Request plenty of handover and induction sessions 

When you join a new workplace, you should be given plenty of clarity around what you’re expected to do. If that isn’t happening, make sure to request it. 

“They shouldn’t expect you to come in and know everything straight away,” says Ghosh. “It’s important to have some level of this formality in a new job so that you understand more about the organisation and what’s expected from you, as every workplace is different.”

Know that it’s OK to say ‘no’ – but be ready to offer an alternative 

Saying ‘no’ can feel scary, especially at a new job. It can help to explain why you’re saying no and to offer an alternative. For example, if your manager asks you to do something with a deadline that’s too tight, you could say something like: “I really want to make sure I do my best on this, and I think it needs more time invested to really make it shine. Could I get this to you tomorrow instead?”

Or say someone invites you to a meeting at 6pm when you’re supposed to finish at 5pm. You could say firmly, but politely: “I actually finish for the day at 5pm, but I can see on our calendar that we’re all available at 2pm on Wednesday – could we reschedule for then?”

Communicate what you need 

“The best way to set your boundaries is to communicate them explicitly,” says Jones. “One example is sending an email to your team and stakeholders, introducing yourself, saying how much you are looking forward to working with them and how best you like to work.

“Example: I find bullet points the best way to digest information. If you would like to have a meeting with me, please send me an email with the meeting subject in the invitation. Please feel free to send me a message on Teams if you would like to have a quick conversation.”

Be consistent 

Make sure you actually stick to the boundaries you’ve set. “If you have set hours, make sure you are turning your work phone or work laptop off and not responding outside working hours,” recommends Ghosh. 

Take ownership of your time

You’re an adult. You should be trusted and empowered to prioritise tasks and organise your own calendar to enable you to deliver your best work. 
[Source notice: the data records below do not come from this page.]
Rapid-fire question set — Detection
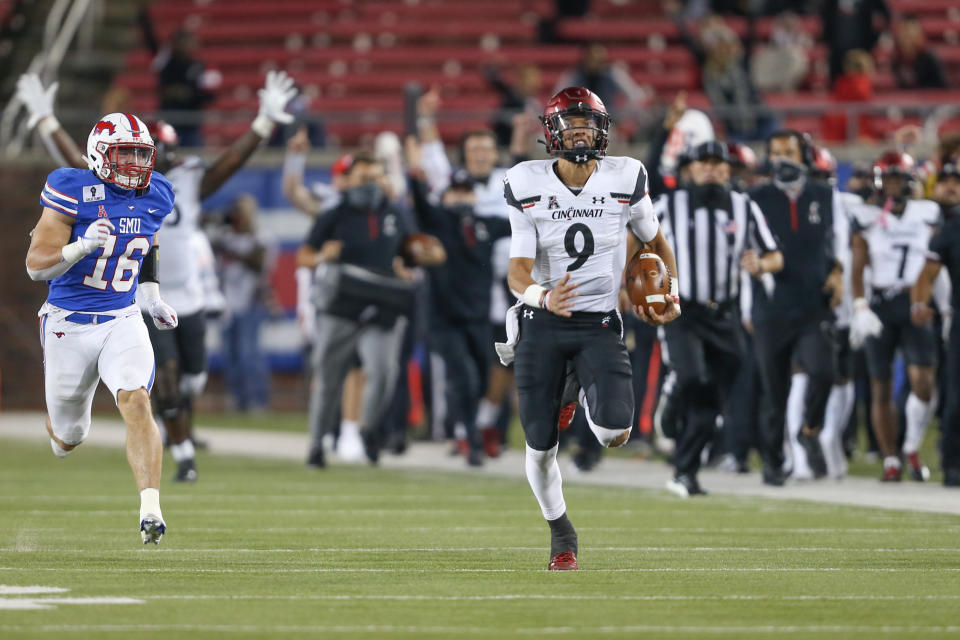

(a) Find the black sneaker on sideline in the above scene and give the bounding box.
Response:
[797,431,827,478]
[173,458,197,482]
[763,464,787,487]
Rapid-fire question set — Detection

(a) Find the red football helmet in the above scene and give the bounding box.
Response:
[873,151,917,205]
[540,87,611,164]
[810,146,837,179]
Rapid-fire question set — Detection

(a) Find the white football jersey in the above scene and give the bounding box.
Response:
[140,156,206,316]
[504,157,660,311]
[853,200,940,289]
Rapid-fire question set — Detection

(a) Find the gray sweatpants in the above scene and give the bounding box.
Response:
[309,313,407,446]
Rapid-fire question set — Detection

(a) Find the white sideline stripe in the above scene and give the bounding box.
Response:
[131,593,960,602]
[0,568,960,575]
[0,584,70,596]
[0,624,960,637]
[0,546,960,554]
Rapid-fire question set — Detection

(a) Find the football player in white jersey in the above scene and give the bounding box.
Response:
[26,113,177,544]
[17,71,297,482]
[506,87,680,570]
[850,151,940,482]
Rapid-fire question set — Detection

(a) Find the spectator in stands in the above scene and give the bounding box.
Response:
[890,16,947,89]
[750,12,813,92]
[820,0,891,85]
[484,64,542,146]
[675,16,776,141]
[821,49,879,142]
[210,194,270,411]
[138,2,221,147]
[553,43,650,124]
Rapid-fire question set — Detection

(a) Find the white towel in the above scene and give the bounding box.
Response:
[493,300,523,367]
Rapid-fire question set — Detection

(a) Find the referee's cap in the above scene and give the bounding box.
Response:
[692,140,730,162]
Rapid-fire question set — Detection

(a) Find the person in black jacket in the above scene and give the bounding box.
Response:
[750,130,845,486]
[408,148,510,466]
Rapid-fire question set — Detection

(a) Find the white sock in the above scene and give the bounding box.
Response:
[140,489,163,521]
[170,438,196,462]
[525,444,567,520]
[477,398,500,429]
[786,373,813,476]
[903,392,936,455]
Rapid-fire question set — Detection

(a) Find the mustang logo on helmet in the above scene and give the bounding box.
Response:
[93,120,117,135]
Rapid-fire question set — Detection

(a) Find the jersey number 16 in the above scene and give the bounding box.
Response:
[83,235,150,293]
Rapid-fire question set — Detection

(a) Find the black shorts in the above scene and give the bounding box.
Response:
[864,291,937,380]
[514,306,633,451]
[143,311,207,374]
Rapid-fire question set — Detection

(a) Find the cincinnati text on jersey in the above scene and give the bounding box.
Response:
[551,207,603,220]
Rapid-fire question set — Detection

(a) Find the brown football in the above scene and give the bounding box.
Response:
[627,251,670,314]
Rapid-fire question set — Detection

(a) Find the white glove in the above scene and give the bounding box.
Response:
[252,71,297,138]
[850,298,883,349]
[80,218,116,253]
[148,299,180,331]
[17,73,60,129]
[139,282,179,331]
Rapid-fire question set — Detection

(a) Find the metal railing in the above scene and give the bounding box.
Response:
[0,0,97,156]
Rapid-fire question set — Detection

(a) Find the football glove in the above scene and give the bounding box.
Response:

A good way to do that? Time-blocking. 

“Create time blocks in your calendar, giving flexibility to priority meetings and politely but assertively push back on the non-urgent meetings to ensure you are getting your breaks and carving space to work on deliverables,” Jones suggests. 

Know your worth

We can’t know for sure, but you’re probably very good at the work you do – there’s a reason you got your shiny new gig. Make sure you remind yourself that your value is not in staying late every day or saying yes to every ask that comes your way – you have so much more to offer. 

“Often when we carry out these feelings of not ‘working hard enough’ it’s because we are told it’s a badge of honour to work hard,” says Ghosh. “But what about producing good quality work and working smart? 

“Know that you are working properly and are efficient but are also not wasting time while at work. You shouldn’t feel guilt or looked down on if you know your work has good feedback and supports others to do their job too.”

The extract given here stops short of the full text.